The Berkeley Admissions Paradox
- In 1978, an associate dean at the University of California noticed that 44 percent of applying men were admitted, but only 35 percent of women.
- Admission decisions were made by individual departments.
- The university surveyed all departments, and found that in every department, admission decisions were more favorable to women than to men.
How is this possible?
The Berkeley Admissions Paradox
- It turns out that the \(\text{gender}\rightarrow\text{outcome}\) relation has an important mediator.
- Discrimination is a causal concept, and thus a causal graph can help understand the situation.
- Women were applying to different departments/majors than men.
- More women applied to humanities departments, which were harder to get into.
- The choice of department is a mediator. Whether we want to condition on the mediator depends on the specific question we want to answer.
- In this case, it depends on our understanding of discrimination as well as whether we ask about a societal phenomenon or whether the university is at fault.
Simpson’s Paradox
| No Drug | Took Drug | |||
|---|---|---|---|---|
| Heart Attack | No Heart Attack | Heart Attack | No Heart Attack | |
| Female | 1 | 19 | 3 | 37 |
| Male | 12 | 28 | 8 | 12 |
| Total | 13 | 47 | 11 | 49 |
- Assume a fictional doctor, Dr. Smith, reads about a drug that reduced the probability of a heart attack among the subjects that took the drug (no randomized trial).

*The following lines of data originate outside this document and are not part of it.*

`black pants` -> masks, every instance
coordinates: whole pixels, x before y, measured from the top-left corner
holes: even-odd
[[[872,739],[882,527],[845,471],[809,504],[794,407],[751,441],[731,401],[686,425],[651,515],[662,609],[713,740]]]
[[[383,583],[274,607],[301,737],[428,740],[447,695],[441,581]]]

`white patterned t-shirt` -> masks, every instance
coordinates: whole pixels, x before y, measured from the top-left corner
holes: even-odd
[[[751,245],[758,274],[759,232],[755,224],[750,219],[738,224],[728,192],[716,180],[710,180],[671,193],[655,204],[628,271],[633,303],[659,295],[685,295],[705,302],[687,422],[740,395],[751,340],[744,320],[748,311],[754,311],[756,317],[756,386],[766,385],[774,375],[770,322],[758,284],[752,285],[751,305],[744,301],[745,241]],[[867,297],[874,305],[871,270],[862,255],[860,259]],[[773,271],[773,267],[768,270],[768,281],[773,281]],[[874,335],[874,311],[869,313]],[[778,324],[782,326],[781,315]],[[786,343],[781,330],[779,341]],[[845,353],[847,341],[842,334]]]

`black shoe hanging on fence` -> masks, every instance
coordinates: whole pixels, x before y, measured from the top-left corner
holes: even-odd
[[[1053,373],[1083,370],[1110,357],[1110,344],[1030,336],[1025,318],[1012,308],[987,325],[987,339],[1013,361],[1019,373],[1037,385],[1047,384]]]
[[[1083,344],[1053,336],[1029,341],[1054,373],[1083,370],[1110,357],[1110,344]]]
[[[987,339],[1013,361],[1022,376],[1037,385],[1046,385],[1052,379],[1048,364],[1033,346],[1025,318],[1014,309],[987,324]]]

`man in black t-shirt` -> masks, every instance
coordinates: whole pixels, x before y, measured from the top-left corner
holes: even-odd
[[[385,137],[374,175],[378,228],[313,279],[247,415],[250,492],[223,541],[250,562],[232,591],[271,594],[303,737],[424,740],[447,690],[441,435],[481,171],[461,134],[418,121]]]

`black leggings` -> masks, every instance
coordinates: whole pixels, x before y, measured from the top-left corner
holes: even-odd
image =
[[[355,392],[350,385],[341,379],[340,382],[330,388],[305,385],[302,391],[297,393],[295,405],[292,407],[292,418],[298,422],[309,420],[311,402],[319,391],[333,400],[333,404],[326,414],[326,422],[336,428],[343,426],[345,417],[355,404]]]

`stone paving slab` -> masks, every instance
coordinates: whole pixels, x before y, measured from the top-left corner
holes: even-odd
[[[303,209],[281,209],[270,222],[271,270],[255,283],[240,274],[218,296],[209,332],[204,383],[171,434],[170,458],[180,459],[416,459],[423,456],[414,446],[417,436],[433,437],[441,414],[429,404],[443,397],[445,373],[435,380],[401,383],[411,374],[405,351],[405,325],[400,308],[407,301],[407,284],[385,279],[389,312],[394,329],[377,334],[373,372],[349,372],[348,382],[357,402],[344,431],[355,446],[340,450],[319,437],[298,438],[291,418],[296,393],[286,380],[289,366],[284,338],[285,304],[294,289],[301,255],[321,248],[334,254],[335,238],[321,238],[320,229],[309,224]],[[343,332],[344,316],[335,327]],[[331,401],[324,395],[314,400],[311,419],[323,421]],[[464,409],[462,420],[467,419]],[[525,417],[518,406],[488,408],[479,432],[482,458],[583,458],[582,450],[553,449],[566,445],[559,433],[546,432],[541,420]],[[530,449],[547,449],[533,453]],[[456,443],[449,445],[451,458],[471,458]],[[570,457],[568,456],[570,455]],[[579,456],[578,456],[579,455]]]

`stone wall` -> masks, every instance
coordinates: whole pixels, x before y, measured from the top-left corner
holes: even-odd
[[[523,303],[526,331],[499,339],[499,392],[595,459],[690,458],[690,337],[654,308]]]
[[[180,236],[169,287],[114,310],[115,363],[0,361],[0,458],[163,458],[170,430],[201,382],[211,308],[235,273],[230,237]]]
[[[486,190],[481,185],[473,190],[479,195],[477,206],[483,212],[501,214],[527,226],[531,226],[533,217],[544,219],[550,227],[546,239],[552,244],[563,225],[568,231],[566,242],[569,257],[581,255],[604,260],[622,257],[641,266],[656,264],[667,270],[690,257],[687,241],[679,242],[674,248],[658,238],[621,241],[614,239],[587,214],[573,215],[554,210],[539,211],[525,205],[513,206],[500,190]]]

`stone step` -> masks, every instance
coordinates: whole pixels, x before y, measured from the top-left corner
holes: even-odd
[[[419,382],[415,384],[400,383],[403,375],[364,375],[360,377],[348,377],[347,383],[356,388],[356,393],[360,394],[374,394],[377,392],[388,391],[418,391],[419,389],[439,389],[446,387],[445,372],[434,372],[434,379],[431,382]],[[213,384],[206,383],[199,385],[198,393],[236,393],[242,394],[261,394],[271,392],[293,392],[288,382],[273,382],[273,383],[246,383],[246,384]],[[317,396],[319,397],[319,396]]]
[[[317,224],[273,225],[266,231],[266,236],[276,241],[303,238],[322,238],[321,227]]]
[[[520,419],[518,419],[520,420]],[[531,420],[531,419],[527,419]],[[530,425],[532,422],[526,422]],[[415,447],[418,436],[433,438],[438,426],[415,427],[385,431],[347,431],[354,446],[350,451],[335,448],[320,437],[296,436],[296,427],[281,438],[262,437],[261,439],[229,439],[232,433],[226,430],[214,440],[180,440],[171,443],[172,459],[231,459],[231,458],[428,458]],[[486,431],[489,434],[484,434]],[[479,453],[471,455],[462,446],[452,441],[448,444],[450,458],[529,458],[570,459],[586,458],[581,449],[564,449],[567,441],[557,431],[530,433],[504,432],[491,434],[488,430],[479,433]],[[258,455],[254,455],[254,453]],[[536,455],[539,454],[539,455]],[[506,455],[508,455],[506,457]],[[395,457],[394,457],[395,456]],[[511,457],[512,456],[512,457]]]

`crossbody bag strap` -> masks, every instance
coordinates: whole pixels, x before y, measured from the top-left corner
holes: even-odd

- However, both in men and in women, the drug seemed to increase the propensity to suffer from a heart attack.
How does this “Bad-Bad-Good (BBG)” drug paradox arise?
Simpson’s Paradox
| No Drug | Took Drug | |||
|---|---|---|---|---|
| Heart Attack | No Heart Attack | Heart Attack | No Heart Attack | |
| Female | 1 | 19 | 3 | 37 |
| Male | 12 | 28 | 8 | 12 |
| Total | 13 | 47 | 11 | 49 |
- Actually, the drug is just plain bad.
- Since gender is a confounder and affects both the propensity to take a drug and the chance of a heart attack, we need to control for it when comparing totals.
- In the example, we can do this by looking at both groups separately and then averaging. We find out that there is a negative effect for both women and men, and so the aggregate effect is also negative.